9

I have a console application that is going to take about 625 days to complete. Unless there is a way to make it faster.

First off I am working in a directory that has around 4,000,000 files in if not more. I'm working in a database that has a row for each file and then some.

Now working with the SQL is relatively fast, the bottleneck is when I use File.Move() each move takes 18 seconds to complete.

Is there a faster way than File.Move()?

This is the bottleneck:

File.Move(Path.Combine(location, fileName), Path.Combine(rootDir, fileYear, fileMonth, fileName));

All of the other code runs pretty fast. All I need to do is move one file to a new location and then update the database location field.
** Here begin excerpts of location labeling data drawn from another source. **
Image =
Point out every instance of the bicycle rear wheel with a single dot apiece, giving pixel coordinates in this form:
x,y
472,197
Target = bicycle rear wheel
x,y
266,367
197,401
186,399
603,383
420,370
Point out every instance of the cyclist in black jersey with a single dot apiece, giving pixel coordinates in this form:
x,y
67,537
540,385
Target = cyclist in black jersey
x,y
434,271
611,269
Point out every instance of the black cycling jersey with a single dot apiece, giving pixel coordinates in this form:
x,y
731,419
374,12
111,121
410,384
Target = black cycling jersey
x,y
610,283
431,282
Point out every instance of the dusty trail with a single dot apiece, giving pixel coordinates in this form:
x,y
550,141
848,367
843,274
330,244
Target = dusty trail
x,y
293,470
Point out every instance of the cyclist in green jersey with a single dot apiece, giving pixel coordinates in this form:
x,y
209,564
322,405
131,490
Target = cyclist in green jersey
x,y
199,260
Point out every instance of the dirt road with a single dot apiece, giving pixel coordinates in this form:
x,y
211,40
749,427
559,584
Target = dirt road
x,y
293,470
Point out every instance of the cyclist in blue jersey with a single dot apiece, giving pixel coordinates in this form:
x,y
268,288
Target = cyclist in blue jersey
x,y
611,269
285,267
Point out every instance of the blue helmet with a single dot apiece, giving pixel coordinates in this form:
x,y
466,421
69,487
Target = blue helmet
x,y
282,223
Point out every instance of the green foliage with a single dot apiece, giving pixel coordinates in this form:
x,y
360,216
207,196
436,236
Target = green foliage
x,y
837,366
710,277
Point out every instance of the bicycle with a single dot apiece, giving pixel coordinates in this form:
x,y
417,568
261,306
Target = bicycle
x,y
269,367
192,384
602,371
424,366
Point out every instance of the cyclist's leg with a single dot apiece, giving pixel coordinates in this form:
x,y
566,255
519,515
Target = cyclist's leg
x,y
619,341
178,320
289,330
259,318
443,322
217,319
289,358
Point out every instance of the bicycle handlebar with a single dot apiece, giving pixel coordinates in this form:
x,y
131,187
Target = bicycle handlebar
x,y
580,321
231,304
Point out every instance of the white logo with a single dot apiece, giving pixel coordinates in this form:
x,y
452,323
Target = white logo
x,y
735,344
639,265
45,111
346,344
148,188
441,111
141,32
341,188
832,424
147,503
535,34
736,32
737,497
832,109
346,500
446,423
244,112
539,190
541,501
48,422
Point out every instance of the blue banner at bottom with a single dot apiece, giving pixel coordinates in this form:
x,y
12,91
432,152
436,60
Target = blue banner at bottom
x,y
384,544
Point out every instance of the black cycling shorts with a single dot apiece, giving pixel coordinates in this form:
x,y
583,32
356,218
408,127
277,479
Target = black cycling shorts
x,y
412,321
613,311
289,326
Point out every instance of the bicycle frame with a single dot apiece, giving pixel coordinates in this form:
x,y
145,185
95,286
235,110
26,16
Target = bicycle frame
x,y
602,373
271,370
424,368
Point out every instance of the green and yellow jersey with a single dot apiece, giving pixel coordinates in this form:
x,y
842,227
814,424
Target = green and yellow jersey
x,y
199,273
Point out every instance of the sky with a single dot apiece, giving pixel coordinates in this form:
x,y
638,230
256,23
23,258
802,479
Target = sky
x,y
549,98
I can show other code if needed, but really the above is the only current bottleneck.

FMFF
  • 1,652
  • 4
  • 32
  • 62
James Wilson
  • 5,074
  • 16
  • 63
  • 122
  • If you're using a database anyway, why do you need 4,000,000 files at all? – Tim Schmelter Sep 23 '13 at 21:05
  • @TimSchmelter It's originally how they designed it. The database houses some information from the file the only part I need to update is the Location column. That column is what tells the application they use where the document is located to open it. – James Wilson Sep 23 '13 at 21:06
  • If each move takes 18 seconds then something else is *very* wrong, and it's probably not your use of the API. – cdhowie Sep 23 '13 at 21:09
  • Possibly of interest? [Asynchronous File Copy/Move in C#](http://stackoverflow.com/q/882686/427192) – Dan Pichelman Sep 23 '13 at 21:09
  • How big are the files? How long does it take to move one by hand? Is this being moved across a network? – Dan Pichelman Sep 23 '13 at 21:10
  • @cdhowie What would/could that be? It'd a single directory with 4+ million files in it that isn't indexed. – James Wilson Sep 23 '13 at 21:10
  • 1
    @JamesWilson Then it's probably taking the operating system that long to update the containing directory. – cdhowie Sep 23 '13 at 21:12
  • @DanPichelman The majority of them are 100kb or less, there are quite a bit that are 1-2 MBs. The program is written on my machine which is going to a network share and move files on that share into a more organized method. – James Wilson Sep 23 '13 at 21:12
  • Is there any chance that your code can be run on the server that has the files locally? Right now you're probably pulling all that data over the network to your local machine, then back over the network again to write it out. – Dan Pichelman Sep 23 '13 at 21:16
  • @DanPichelman I can check on that, but it would have to put VS on the server which might be possible. Would a look at my code help in any way, or is it pretty likely it's the 4+ million files that is the bottleneck with no real way to improve it? – James Wilson Sep 23 '13 at 21:19
  • You won't need VS, just the .NET distribution DLLs (which are probably already there). If you have access to a server and/or network expert, talk to them about performance monitoring your machine. Ideally you're pegging the I/O on your box. – Dan Pichelman Sep 23 '13 at 21:24
  • Running the code on the box that has the files locally could make a very significant difference - kind of like moving water through a fire hose vs through a soda straw. – Dan Pichelman Sep 23 '13 at 21:25
  • @DanPichelman alright I will talk with him, thank you for the advice. That does make sense on how it would be faster. – James Wilson Sep 23 '13 at 21:36
  • @DanPichelman Looks like I may be running out of options. It is a NAS device and he said it wouldn't be possible to run it locally. – James Wilson Sep 23 '13 at 21:38

3 Answers3

15

It turns out switching from File.Move to setting up a FileInfo and using .MoveTo increased the speed significantly.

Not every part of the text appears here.